By way of background to the Damascus example, first recall the general flow of events during the eighteenth and early nineteenth centuries. In the international arena, until c. 1750, the central state enjoyed some successes
on the battlefield, winning back the Morea, defeating Peter the Great and then the Venetians, and regaining the fortress center of Belgrade.
Thereafter, disasters ensued, notably the Ottoman–Russian War of 1768–1774 and the defeats at the hands of Russia and Muhammad Ali Pasha during the 1820s and 1830s. In the domestic political area, Istanbul early in the eighteenth century enacted some vigorous programs to gain better control of the provinces, only to yield more power to the local notables after c. 1750.
In this latter period, Istanbul gave its provincial governors more discretion, increasingly relying on notables as intermediaries with the populace.

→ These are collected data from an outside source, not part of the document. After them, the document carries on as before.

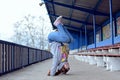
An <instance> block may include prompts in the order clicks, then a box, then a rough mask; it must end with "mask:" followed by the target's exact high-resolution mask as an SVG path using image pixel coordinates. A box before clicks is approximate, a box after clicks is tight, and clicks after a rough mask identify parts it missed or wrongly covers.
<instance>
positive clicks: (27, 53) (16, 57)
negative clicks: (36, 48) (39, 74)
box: [0, 40, 52, 76]
mask: <svg viewBox="0 0 120 80" xmlns="http://www.w3.org/2000/svg"><path fill="white" fill-rule="evenodd" d="M51 57H52V55H51V53H50V52H48V51H46V50H39V49H35V48H30V47H27V46H22V45H18V44H15V43H10V42H7V41H2V40H0V76H1V75H3V74H5V73H8V72H12V71H15V70H17V69H20V68H23V67H25V66H28V65H31V64H33V63H36V62H40V61H43V60H46V59H49V58H51Z"/></svg>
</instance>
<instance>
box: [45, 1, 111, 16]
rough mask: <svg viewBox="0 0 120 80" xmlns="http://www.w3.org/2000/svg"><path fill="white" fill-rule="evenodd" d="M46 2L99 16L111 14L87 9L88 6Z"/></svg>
mask: <svg viewBox="0 0 120 80" xmlns="http://www.w3.org/2000/svg"><path fill="white" fill-rule="evenodd" d="M44 2H48V3H51V4H56V5H59V6H63V7H67V8H71V9H75V10H79V11H83V12H87V13H89V14H94V15H99V16H109V14H107V13H102V12H99V11H95V10H94V9H93V10H92V9H86V8H82V7H77V6H73V5H67V4H63V3H58V2H52V1H49V0H44Z"/></svg>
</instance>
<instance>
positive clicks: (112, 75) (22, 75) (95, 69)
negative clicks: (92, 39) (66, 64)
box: [0, 56, 120, 80]
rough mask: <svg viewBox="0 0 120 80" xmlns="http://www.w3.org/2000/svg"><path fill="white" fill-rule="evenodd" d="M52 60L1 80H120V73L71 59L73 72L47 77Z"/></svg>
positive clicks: (40, 64)
mask: <svg viewBox="0 0 120 80" xmlns="http://www.w3.org/2000/svg"><path fill="white" fill-rule="evenodd" d="M51 61H52V60H51V59H49V60H46V61H43V62H40V63H36V64H33V65H31V66H28V67H26V68H23V69H20V70H18V71H15V72H12V73H9V74H6V75H3V76H1V77H0V80H120V71H118V72H111V71H106V70H105V68H101V67H97V66H96V65H89V64H87V63H84V62H79V61H78V60H76V59H74V57H71V56H70V58H69V62H70V65H71V70H70V71H69V72H68V74H66V75H59V76H54V77H52V76H47V71H48V69H49V68H50V67H51Z"/></svg>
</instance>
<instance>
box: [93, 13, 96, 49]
mask: <svg viewBox="0 0 120 80" xmlns="http://www.w3.org/2000/svg"><path fill="white" fill-rule="evenodd" d="M93 29H94V44H95V48H96V25H95V15H93Z"/></svg>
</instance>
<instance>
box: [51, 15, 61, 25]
mask: <svg viewBox="0 0 120 80" xmlns="http://www.w3.org/2000/svg"><path fill="white" fill-rule="evenodd" d="M61 19H62V16H59V17H58V18H57V19H56V20H55V21H54V23H53V24H54V25H55V26H57V25H58V24H60V23H61Z"/></svg>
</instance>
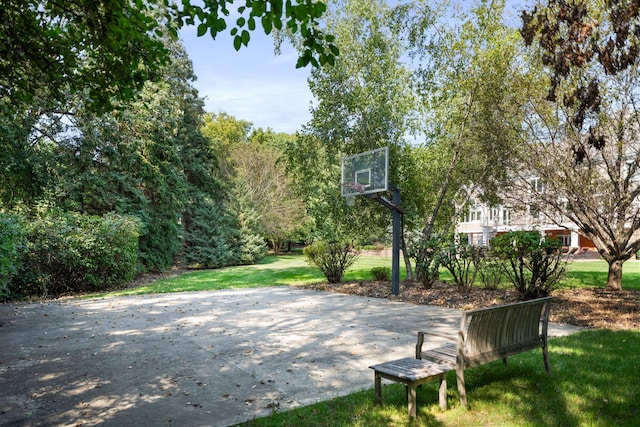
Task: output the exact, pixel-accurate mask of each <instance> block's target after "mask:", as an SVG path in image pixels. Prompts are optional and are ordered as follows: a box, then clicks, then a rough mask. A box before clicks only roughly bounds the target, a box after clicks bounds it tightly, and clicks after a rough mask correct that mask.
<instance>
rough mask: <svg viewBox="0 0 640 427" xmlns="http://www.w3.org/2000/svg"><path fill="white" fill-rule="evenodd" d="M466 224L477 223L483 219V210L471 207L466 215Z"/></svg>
mask: <svg viewBox="0 0 640 427" xmlns="http://www.w3.org/2000/svg"><path fill="white" fill-rule="evenodd" d="M463 219H464V222H475V221H480V220H481V219H482V208H481V207H480V206H479V205H473V206H469V207H468V208H467V211H466V212H465V214H464V217H463Z"/></svg>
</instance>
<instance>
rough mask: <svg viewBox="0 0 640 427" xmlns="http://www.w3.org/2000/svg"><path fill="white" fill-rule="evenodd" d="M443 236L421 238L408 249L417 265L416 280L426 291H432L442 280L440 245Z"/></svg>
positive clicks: (440, 244)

Throughout the eighteenth century, however, shared financial benefits bound together the interests of the central and provincial authorities. And then, near the turn of the nineteenth century, important changes in the visible instruments of control began to occur.

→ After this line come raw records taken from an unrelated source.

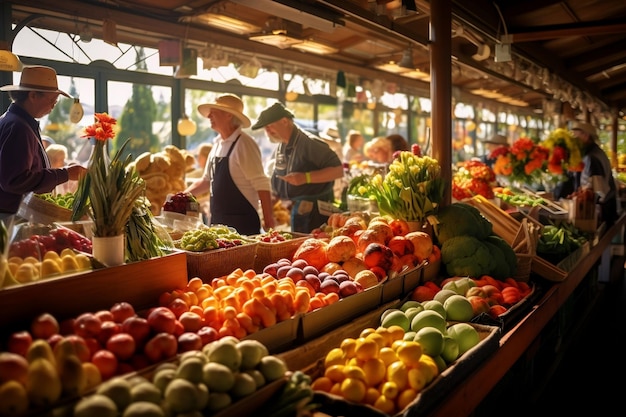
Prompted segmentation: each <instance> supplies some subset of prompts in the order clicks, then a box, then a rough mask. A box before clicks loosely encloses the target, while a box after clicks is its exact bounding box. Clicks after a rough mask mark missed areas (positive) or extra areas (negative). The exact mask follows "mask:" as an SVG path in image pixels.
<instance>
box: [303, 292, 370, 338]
mask: <svg viewBox="0 0 626 417" xmlns="http://www.w3.org/2000/svg"><path fill="white" fill-rule="evenodd" d="M381 297H382V285H376V286H374V287H371V288H368V289H366V290H365V291H363V292H360V293H357V294H353V295H351V296H348V297H346V298H342V299H341V300H339V301H337V302H336V303H334V304H331V305H328V306H326V307H322V308H320V309H317V310H314V311H311V312H308V313H306V314H304V315H303V316H302V321H301V322H300V335H299V338H300V340H301V341H307V340H310V339H313V338H315V337H318V336H320V335H322V334H324V333H326V332H327V331H329V330H331V329H334V328H336V327H339V326H341V325H342V324H345V323H347V322H349V321H351V320H352V319H354V318H355V317H359V316H360V315H362V314H364V313H367V312H370V311H372V310H374V309H376V308H378V307H379V306H380V300H381Z"/></svg>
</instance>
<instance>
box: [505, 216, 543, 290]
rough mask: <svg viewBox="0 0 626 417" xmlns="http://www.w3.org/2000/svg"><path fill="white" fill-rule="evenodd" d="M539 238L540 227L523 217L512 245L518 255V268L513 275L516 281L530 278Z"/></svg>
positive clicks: (524, 279) (513, 239)
mask: <svg viewBox="0 0 626 417" xmlns="http://www.w3.org/2000/svg"><path fill="white" fill-rule="evenodd" d="M538 240H539V228H538V227H537V226H536V225H535V224H534V223H533V222H529V221H528V219H526V218H524V219H522V221H521V223H520V227H519V230H518V232H517V235H516V236H515V239H513V244H512V245H511V246H512V247H513V251H514V252H515V256H516V257H517V268H516V270H515V276H514V277H513V278H514V279H515V280H516V281H524V282H527V281H528V280H529V279H530V273H531V268H532V263H533V258H534V257H535V256H536V254H537V241H538Z"/></svg>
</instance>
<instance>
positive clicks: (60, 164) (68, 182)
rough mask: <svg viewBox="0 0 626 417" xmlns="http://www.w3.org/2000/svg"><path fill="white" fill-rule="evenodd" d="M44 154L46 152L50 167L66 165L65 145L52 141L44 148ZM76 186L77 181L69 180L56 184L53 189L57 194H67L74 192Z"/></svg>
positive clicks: (66, 162) (63, 165) (61, 167)
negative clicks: (58, 184)
mask: <svg viewBox="0 0 626 417" xmlns="http://www.w3.org/2000/svg"><path fill="white" fill-rule="evenodd" d="M46 154H48V160H49V161H50V167H51V168H63V167H65V166H67V165H68V163H67V147H66V146H65V145H61V144H59V143H53V144H51V145H49V146H48V147H47V148H46ZM77 188H78V181H73V180H69V181H67V182H64V183H63V184H59V185H57V186H56V187H55V189H54V191H55V192H56V193H57V194H67V193H73V192H76V189H77Z"/></svg>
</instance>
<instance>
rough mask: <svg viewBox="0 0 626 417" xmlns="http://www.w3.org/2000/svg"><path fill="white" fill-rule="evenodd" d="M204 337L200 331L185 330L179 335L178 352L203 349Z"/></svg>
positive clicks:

Sultan Selim III and, more successfully, Mahmut II, began to amass power at the center and build a more centralized political system that sought greater control over day-to-day life in the provinces. Also, we need to touch upon the territorial divisions of the empire.
In the early centuries, Ottoman lands had been divided rather simply into two great administrative chunks – the beylerbeyliks of Anatolia (the Asian areas) and that of Rumelia (the Balkans), each under the eye of a beylerbeyi, with subdivisions of districts (sancaks).
By the sixteenth century, the administrative system that, speaking very generally, prevailed until the end, was in place. Provinces constituted the major administrative divisions, each with its own districts (sancaks) and sub districts (kazas). In each unit were a variety of officials, each reporting upwards through the chain 5 Artan, “Architecture,” 75ff.
of command, finally to the provincial governors at the top of the pyramid. Generally, this administrative pattern prevailed until the end of the empire although, while the names remained the same, the size of each administrative unit decreased over time (map 6).